The results of this study indicated that variation of microsatellites caused by allopolyploidization can occur at repeat regions and flanking regions. The disappearance of microsatellite products of 15 SSR markers from the amphiploids indicated the variation of primer sites at the flanking regions. The sequences amplified by Xgwm140, Xgwm153, Xgwm156, Xgwm186, and Xgwm191 also displayed variation at the flanking regions. However, the length variation of microsatellites in the present study stemmed mainly from the variation in the number of repeat units.

The wheat microsatellite loci Xgwm136, Xgwm186, Xgwm282, Xgwm437, and Xgwm644 contain perfect dinucleotide repeats (Fig. 3). The dinucleotide repeat units of all the five microsatellite loci were reduced after allopolyploidization (Fig. 3). The size alteration pattern in repeat regions of the five microsatellite loci completely accord with the slipped-strand mispairing (SSM) model (Levinson and Gutman 1987). The three microsatellite loci Xgwm18, Xgwm153, and Xgwm337 contain complex compound repeats (Fig. 4). For each of the three microsatellite loci, only the longer dinucleotide repeat has changed and the variation patterns of repeat units of the three microsatellite loci can also be explained by the SSM model (Levinson and Gutman 1987).

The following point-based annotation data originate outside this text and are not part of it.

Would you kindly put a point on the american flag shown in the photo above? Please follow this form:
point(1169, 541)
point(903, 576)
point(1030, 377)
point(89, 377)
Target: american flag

The variation of microsatellite loci Xgwm124, Xgwm140, and Xgwm539 may be caused by both base-substitution (Calabrese et al. 2001) and SSM, because their microsatellites were interrupted after allopolyploidization (Fig. 5). Although C–T transitions, T–A transversion, and A–G transitions occurred in the microsatellite of loci Xgwm124, Xgwm140, and Xgwm539, respectively, the length variation of repeat unit of the three loci can still be explained by the SSM model. Furthermore, microsatellite loci Xgwm120, Xgwm124, and Xgwm140 also contain complex compound repeats (Fig. 5, 6). The shorter repeat of the three microsatellite loci also changed. The sequences amplified by Xgwm120 contain (CT)n and (CA)n dinucleotide repeats. However, the number of CT units increased but CA units decreased in the amphiploids (Fig. 6). This case indicated that expansion and contraction of the repeat unit could occur at the same time at the same microsatellite locus that contains the compound repeat. The variation of locus Xgwm156 may be caused by a G-to-A mutation. That is, a G-to-A mutation produced an (AT)4 repeat and led to a loss of GT repeats (Fig. 6). Levinson and Gutman (1987) have referred to tandem repeats produced by chance mutations as the “raw material” for repeat expansion by SSM. The variation of the locus Xgwm156 mutation can not only provide “raw material” for repeat expansion, but also lead a reduction of repeats. The microsatellite variation of locus Xgwm497 indicated that expansion of perfect dinucleotide repeats might be accompanied by a deletion of hexanucleotide and dinucleotide repeats. In addition, the loci that did not display length variation may be more stable.

In conclusion, allopolyploidization can induce immediate microsatellite evolution and almost all the variations of microsatellites observed in this study can be explained by the SSM model. In addition, the findings of the present study furnish an example of how microsatellites evolve after allopolyploidization.